Sobre a página em que escrevo uma pequena formiga está caminhando, da esquerda para a direita. Parece perdida, circulando sem norte. Sinto por ela alguma simpatia. Está se aproximando da ponta da caneta, ignorante de seu destino. Vou esmagá-la, mas de maneira que o ponto final desta oração coincida com a mancha de seu

cadáver .

Estou ensaiando um assassinato maior, desde as primeiras linhas. É por isso que passo as horas imerso no escuro, convidando-me sombras.

Estou falando no presente, este que vivo agora entre o último e o próximo bater do coração, no fugidio espaço entre uma contração e outra. Falo agora. Agora. Agora. Diástole. Sístole. Diástole. Sístole. Este tempo mais fugaz que as águas de uma corredeira, que nos escorrega pelas mãos, e fracassamos querendo congelar.

Estou ensaiando um assassinato maior. Vou matar o velho.

Ele vai morrer, talvez não passe desta noite. Toda essa tinta e papel não foi gasta para outro fim, eu não conto ficção. Porque sou eu o velho do banco. E o garoto, e a formiga, e outros. Morrerei, não com uma bolha imaginária no peito, mas pelo pulmão sangrando. Gota a gota esvaziando minha alma.

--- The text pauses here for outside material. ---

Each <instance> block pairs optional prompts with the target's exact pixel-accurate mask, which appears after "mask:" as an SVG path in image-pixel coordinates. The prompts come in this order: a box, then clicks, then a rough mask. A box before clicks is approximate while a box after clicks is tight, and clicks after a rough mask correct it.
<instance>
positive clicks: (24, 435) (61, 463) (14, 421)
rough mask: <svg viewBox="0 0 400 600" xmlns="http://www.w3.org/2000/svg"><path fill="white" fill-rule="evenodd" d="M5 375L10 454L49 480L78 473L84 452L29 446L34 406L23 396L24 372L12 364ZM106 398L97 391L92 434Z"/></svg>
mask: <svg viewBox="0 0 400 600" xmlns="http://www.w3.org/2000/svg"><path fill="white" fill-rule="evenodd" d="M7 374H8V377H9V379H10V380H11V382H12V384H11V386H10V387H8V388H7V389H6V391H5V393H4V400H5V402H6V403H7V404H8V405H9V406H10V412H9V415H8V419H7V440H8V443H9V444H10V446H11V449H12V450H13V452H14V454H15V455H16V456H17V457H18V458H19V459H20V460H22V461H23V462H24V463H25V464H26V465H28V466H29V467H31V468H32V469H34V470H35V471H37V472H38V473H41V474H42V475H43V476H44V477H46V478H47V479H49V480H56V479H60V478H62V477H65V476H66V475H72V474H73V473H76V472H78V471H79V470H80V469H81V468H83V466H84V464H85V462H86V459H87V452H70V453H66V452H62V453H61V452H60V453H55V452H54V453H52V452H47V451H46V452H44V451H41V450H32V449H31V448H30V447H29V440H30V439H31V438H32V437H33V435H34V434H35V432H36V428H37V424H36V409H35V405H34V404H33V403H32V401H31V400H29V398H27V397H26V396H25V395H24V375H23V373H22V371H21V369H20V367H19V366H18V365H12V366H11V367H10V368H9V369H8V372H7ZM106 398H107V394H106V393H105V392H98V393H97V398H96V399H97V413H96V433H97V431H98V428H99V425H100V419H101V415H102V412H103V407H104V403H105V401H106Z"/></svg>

Dizê-lo por escrito é como assinar meu atestado de óbito. Como se concluísse minha carta de referências a Deus, que ele escolha para mim o céu ou o inferno. (Deliro na hora próxima, a única voz que me chama é a escuridão da cova). Eu tenho medo, queria estar preparado. O ponto final para tudo o que fui na vida, trocar a certeza da respiração para desintegrar no nada... É tão impossível quanto terrível quanto inevitável.

O ponteiro do relógio prossegue, em seu ritmo monótono e incisivo, cadência sem perdão.

Não posso continuar este relato agora, o farei pela manhã. Peço apenas um último desejo: se eu não puder terminar, por amanhecer morto, por amanhecer morto, peço que assinem embaixo, deixando o trabalho menos inconcluso. Já devem ter adivinhado o nome. Assinem: O homem.

2 comments:

Unknown said...

mta coisa pra ler...devo imprimir talvez pq nao tenho saco de ler na frente do computador e sei q gosto do q vc escreve.Este aqui eu tive um pouquinho mais de paciencia e gostei muito, original.Posso colocar seu link no meu blog?

Ivan Hegen said...

Claro que pode, Camila! Fique a vontade!